Im Laufe des 20. Jahrhunderts hielten unter Tage verstärkt Maschinen Einzug, und das Kapitel der Grubenpferde erreichte langsam sein Ende. Grubenpferd Alex beendete seinen Dienst auf der Zeche Hugo in den 1940er Jahren. Außerhalb von Gelsenkirchen wurde in Deutschland allerdings noch etwas länger auf die Pferdekraft der Grubentiere gesetzt. Berühmtheit erlangte dabei immerzu nur das letzte Grubenpferd. Viele Tiere erhielten ganz unbemerkt schon viele Jahre ihr Gnadenbrot oder waren bereits zum Schlachter gebracht worden. Besonders der letzte Arbeitstag von Tobias auf der Zeche General Blumenthal in Recklinghausen wurde im Juni 1966 von vielen Medien aufgegriffen. Er wurde als das nun wirklich allerletzte Grubenpferd Deutschlands porträtiert. Während also „Rentner“ Tobias nun auf einer Weide grasen konnte, wurde zwei Monate nach seinem letzten Tag ein weiteres allerletztes Grubenpferd in Bochum Gerthe verabschiedet. Auch wenn bei Seppels finaler Auffahrt kein Presseteam zur Stelle war, gilt das Bochumer Grubenpferd heute als das nun wirklich letzte seiner Art.

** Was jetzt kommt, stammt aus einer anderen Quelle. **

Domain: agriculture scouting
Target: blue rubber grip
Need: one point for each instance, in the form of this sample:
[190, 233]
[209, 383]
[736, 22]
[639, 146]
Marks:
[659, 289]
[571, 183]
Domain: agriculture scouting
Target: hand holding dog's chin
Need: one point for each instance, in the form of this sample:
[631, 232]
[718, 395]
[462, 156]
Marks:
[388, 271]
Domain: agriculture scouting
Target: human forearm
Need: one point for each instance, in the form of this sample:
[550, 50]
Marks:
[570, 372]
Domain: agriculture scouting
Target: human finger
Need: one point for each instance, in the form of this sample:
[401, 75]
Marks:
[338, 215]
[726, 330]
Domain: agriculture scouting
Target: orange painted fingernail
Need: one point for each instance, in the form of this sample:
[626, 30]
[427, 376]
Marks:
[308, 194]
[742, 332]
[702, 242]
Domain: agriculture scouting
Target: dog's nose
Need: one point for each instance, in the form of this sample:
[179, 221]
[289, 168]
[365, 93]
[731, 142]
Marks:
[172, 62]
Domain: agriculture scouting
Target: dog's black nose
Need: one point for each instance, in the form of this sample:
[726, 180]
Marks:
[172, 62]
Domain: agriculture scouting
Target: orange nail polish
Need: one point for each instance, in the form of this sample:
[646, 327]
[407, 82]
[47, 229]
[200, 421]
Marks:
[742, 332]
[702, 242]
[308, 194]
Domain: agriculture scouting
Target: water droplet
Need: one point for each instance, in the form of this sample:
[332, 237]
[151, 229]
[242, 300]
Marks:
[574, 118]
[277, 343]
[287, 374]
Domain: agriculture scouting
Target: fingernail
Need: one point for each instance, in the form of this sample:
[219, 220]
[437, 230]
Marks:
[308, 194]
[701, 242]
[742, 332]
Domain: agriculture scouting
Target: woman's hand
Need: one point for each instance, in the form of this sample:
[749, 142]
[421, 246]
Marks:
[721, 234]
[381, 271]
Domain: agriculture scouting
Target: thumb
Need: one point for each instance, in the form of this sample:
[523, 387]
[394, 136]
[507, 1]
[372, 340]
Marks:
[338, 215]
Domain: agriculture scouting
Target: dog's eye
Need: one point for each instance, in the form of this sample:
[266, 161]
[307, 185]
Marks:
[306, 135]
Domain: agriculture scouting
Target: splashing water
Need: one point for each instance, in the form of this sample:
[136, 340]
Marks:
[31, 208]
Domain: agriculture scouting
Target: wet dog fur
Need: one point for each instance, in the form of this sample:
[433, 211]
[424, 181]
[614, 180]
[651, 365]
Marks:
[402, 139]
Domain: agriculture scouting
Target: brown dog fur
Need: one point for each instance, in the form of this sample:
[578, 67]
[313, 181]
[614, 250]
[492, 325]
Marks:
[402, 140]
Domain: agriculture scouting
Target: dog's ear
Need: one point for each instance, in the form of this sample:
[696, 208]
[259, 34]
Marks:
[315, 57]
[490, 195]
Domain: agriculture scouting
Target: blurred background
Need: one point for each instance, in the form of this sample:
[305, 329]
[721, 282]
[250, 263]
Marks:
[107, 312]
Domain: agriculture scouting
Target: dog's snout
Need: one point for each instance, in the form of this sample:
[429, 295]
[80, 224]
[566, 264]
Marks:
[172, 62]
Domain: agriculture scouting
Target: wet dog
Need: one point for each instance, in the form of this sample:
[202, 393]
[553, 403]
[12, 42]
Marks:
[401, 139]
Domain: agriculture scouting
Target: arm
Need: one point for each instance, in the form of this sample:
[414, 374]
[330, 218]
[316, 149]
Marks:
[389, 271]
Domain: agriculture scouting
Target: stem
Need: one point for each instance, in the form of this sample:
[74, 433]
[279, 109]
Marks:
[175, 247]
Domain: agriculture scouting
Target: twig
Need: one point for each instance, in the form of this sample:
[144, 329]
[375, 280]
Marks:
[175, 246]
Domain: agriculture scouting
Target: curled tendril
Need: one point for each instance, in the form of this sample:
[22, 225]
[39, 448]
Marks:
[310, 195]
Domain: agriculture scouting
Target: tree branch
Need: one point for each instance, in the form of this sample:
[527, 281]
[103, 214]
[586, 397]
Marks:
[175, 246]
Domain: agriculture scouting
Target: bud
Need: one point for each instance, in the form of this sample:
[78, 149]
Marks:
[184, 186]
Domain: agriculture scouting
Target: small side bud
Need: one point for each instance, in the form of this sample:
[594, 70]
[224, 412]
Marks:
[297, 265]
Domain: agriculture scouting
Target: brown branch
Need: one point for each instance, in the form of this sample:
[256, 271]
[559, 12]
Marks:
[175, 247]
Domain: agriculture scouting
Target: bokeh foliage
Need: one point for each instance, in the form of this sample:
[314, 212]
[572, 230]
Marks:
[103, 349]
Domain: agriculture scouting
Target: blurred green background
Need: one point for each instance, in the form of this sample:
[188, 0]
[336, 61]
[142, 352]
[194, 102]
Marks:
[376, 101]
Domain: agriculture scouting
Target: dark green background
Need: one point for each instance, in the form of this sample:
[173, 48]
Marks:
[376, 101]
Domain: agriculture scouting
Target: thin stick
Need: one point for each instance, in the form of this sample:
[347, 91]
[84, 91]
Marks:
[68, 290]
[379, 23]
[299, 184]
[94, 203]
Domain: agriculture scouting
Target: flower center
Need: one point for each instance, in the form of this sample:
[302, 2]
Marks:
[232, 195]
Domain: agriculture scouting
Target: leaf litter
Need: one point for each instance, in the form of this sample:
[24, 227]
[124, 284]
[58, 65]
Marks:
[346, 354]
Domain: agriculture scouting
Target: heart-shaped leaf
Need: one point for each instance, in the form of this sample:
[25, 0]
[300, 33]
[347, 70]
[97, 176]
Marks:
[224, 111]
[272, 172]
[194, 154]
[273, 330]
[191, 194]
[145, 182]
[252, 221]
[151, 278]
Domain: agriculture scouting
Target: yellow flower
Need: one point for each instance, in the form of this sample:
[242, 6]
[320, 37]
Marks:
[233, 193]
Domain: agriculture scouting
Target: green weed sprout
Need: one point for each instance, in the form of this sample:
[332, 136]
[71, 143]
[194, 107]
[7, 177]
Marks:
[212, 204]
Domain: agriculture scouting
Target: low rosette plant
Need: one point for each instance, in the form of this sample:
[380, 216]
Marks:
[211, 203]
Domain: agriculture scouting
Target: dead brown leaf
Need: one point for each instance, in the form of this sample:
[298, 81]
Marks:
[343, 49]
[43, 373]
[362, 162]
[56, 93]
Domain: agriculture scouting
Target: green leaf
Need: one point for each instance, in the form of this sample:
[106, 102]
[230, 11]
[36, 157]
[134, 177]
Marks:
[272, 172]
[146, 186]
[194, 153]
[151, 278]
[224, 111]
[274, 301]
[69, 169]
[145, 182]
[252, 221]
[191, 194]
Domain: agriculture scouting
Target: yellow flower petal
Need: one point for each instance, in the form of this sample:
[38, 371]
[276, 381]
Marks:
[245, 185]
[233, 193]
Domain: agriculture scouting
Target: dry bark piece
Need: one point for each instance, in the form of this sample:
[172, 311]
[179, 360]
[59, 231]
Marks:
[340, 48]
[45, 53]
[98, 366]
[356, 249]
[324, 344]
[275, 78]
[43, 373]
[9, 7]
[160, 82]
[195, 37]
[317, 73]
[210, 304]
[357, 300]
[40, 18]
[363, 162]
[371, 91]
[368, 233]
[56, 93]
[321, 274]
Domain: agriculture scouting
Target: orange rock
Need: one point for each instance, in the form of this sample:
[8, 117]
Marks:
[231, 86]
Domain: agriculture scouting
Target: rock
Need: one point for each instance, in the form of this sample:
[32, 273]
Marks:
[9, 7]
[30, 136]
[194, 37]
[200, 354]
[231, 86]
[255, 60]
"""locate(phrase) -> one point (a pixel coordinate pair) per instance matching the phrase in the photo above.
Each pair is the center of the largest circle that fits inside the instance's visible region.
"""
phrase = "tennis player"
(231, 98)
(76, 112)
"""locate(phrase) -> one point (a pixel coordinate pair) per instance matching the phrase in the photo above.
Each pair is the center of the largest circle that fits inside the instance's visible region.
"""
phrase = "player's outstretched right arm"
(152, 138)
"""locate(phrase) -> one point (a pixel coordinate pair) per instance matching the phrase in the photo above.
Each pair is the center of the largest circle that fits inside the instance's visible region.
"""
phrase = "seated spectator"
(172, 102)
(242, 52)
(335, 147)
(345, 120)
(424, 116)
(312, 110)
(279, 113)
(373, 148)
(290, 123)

Die Grubenpferde waren jedoch kein deutsches Phänomen. In Großbritannien waren sie als Pit Ponies (Gruben-Ponys) bekannt. Auf der Insel waren sie auch noch deutlich länger im Einsatz. So soll Robbie im Jahr 1999 das letzte Pit Pony gewesen sein. Fünf Jahre hatte das Pferd unter Tage gearbeitet. Danach lebte es bis zu seinem Tod noch zehn Jahre auf Weiden des „National Coal Mining Museum“. Für zahlreiche andere Pit Ponies ging es nach ihrer Zeit in der Dunkelheit auf einen Gnadenhof in Wales, der sich speziell auf Grubenpferde spezialisiert hatte. Heute leben dort auch andere Pferde, die in Not geraten sind.